I was raised to be someone who didn’t modify their food after it was served, but after I learned about the green onions in the chicken noodle soup, I became unstoppable. I topped my baked potatoes with chili or broccoli cheese soup instead of just dropping in a dab of sour cream. I dipped my pizza focaccia in ranch dressing (not a huge revelation on the whole, but it was to me at the time!). I put my warm apple cobbler in an ice cream bowl instead of on one of the plates available at the bakery, swirled vanilla soft serve on top, then drizzled the whole thing with caramel. The food world was one I could make my own.

I was pretty proud of this brownie sundae

A friend mentioned to me that immigrants often gravitate toward buffets because they can see the food and don’t need to order in a language they may not yet be familiar with, and this was plainly evident at the Alhambra Souplantation. All comers would pile plates high with “Wonton Joy” salad and fill bowls to the brim with chicken noodle soup and clam chowder. It pains me to imagine Alhambra without Souplantation bringing everyone together.

At least once a week, we had dinner with Grandma Yee. Sometimes she’d cook chow mein or fried chicken or dipped roast pork sandwiches or any of the other varied foods she had mastered the cooking of. Other times, we ate out. Because she lived in Alhambra for more than 30 years, we always had excellent options, but she especially enjoyed Souplantation. Sunday nights often saw us there at 5:30 p.m., coupons in hand, in an attempt to beat the rush.

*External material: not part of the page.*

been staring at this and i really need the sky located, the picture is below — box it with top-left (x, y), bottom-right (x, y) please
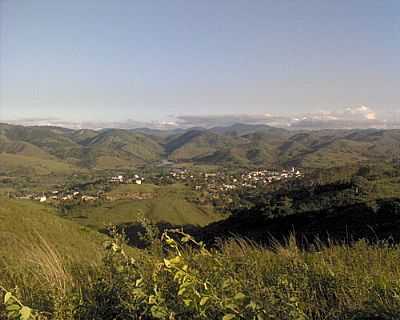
top-left (0, 0), bottom-right (399, 122)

I think, for her, it was the variety — her salad plate had a little of literally everything all on a bed of iceberg lettuce topped with thousand island dressing. As the kid who never liked his foods touching, I was aghast, but she enjoyed it along with her chicken noodle soup with green onions and a variety of breads and muffins with honey butter. By design, she always got too much bread. Inevitably at the end of the meal, she’d grab one of the clean napkins and wrap up what she hadn’t eaten, usually a muffin she could eat with her coffee the following morning. The most important thing for the rest of us was to remind her to remove the baked goods from her purse lest she forget and let them become a mummified artifact found days or weeks later.

I hadn’t been to Souplantation with Grandma Yee for months before she died in December. In the weeks and months that followed, I couldn’t go back — I needed to mourn. And now, five months later, I find I’ll never get a chance to toast her memory with a glass of strawberry lemonade there.

But not everything is awful. What’s warmed my heart since the closure announcement has been seeing just how many people have fond memories of taking muffins to enjoy later.

Smuggling out honey butter seems dangerous — it was whipped and melted quickly, but I get it. Like many other offerings there, it was delicious. Michele’s tweet is one of thousands from people who shared this experience. There’s a great deal of comfort in knowing we mourn together.

What happens next? I know many people are wondering, but there’s no answer in sight. Somewhere down the line when we feel safe to gather around food again, someone could buy the brand and resurrect it. I dreamed that perhaps the Alhambra location could re-open as an independent business run similarly to its progenitor. No matter what, though, that stack of trays warm from coming out of the washer won’t be waiting for us when quarantine ends, when we need it most.

Alhambra will survive. I know from personal experience that the public schools do an excellent job making sure their students learn about each other and what makes them similar at the end of the day. Parking for Costco will likely be a little easier. Boomers and millenials will tell stories about the good old days of Souplantation.

For me? I need to perfect that chicken noodle soup recipe. It never seemed like more than chicken boiled in salted water, but there was something so perfect about that simplicity. These days, I’ve always got plenty of green onion on hand, that lesson learned at the buffet counter long ago.